Read an Excerpt
Drop 10 Pounds in Two Weeks at Home!
"Trust me: This is a crash course on getting gorgeous that works."
The most critical thing you can do over the next two weeks is drop 10 pounds-or about one jean size. This might sound simplistic, but whether you are a grandma, mom, single business professional, or college student-or any combination of these-no matter what your age, your life and health will dramatically transform when you lose 10 pounds from your belly, butt, thighs, and hips. How do I know this? I have worked with thousands of clients at my JorgeCruise.com website and hundreds of women in person in San Diego to develop this women's at-home program, and their success stories, which are featured throughout this book, confirm it. My clients not only end up looking slimmer, but also feel their confidence soar by the end of their very first workout (and many times within the first 90 seconds). And when it comes to overall good health, my clients have used the plan to reduce stress and even start to reverse the effects of life- threatening diseases such as cancer, stroke, high blood pressure, and diabetes. Bottom line: The next two weeks will be one of the most important times for you; you'll see some extraordinary transformations!

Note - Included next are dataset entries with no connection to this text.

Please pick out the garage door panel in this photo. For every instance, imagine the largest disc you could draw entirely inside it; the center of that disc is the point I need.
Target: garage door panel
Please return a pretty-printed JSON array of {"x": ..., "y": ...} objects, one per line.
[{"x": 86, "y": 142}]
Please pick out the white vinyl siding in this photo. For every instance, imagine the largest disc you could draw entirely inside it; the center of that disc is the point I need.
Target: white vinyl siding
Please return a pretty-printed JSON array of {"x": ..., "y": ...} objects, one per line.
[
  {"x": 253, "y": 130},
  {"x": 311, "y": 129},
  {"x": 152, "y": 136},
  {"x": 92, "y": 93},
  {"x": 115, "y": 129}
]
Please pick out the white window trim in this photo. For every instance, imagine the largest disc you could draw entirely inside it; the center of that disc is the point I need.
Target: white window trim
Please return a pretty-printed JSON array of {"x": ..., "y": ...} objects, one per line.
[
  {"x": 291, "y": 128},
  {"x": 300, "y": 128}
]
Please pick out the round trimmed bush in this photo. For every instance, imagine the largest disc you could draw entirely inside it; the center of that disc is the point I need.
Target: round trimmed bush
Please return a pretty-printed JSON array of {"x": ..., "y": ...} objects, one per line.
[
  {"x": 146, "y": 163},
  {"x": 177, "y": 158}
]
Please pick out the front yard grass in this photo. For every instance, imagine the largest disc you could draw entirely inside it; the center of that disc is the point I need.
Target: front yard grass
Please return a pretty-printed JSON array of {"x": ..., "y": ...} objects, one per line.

So my challenge to you right now is to make a decision that you and your health will come first for the next two weeks. Let's get started.
I wrote this book for one reason-to help women at any age firm and flatten their trouble zones at home. I received countless e-mails from women, and they asked me to help them shrink and sculpt those biggest trouble zones at home: their belly, butt, hips, and thighs. They wanted to get into their stylish jeans-without ever stepping foot in the gym! I knew what I had to do.
This new plan can be done 100 percent at home and requires no special equipment. Everything you will need, from the exercises to the eating plan, to an important method of connecting with your motivation is here. You will truly love it no matter how many pounds you need to burn or what age you are. Are you ready to get started right now? Well, if you are short on time and want to start immediately, then jump to Chapter 2 to read my Priority Solution(tm), a women's-only strategy to ensure your success on this plan. But if you can, I strongly recommend you read on for an essential overview of the program.
How Body at Home(tm) for Women Works
With this program, you will use the resistance-training method from my New York Times best seller The 12-Second Sequence(tm). It's truly the most effective method I have ever created to burn fat at rest. This method is designed to rev your resting metabolism. Imagine burning fat at the computer, in the car, and even when you are watching TV. What's the secret? The secret lies in the after-burn. Almost every woman I have ever trained has not been aware of the after-burn and its power to shrink and sculpt her body. The after- burn is what happens when you restore lean muscle tissue-this muscle puts your body into a fat-burning state 24/7. You see, lean muscle tissue is the most metabolically active tissue on the body and burns calories all day (see sidebar). This is the secret that I use to keep my abs looking good and my workouts super effective.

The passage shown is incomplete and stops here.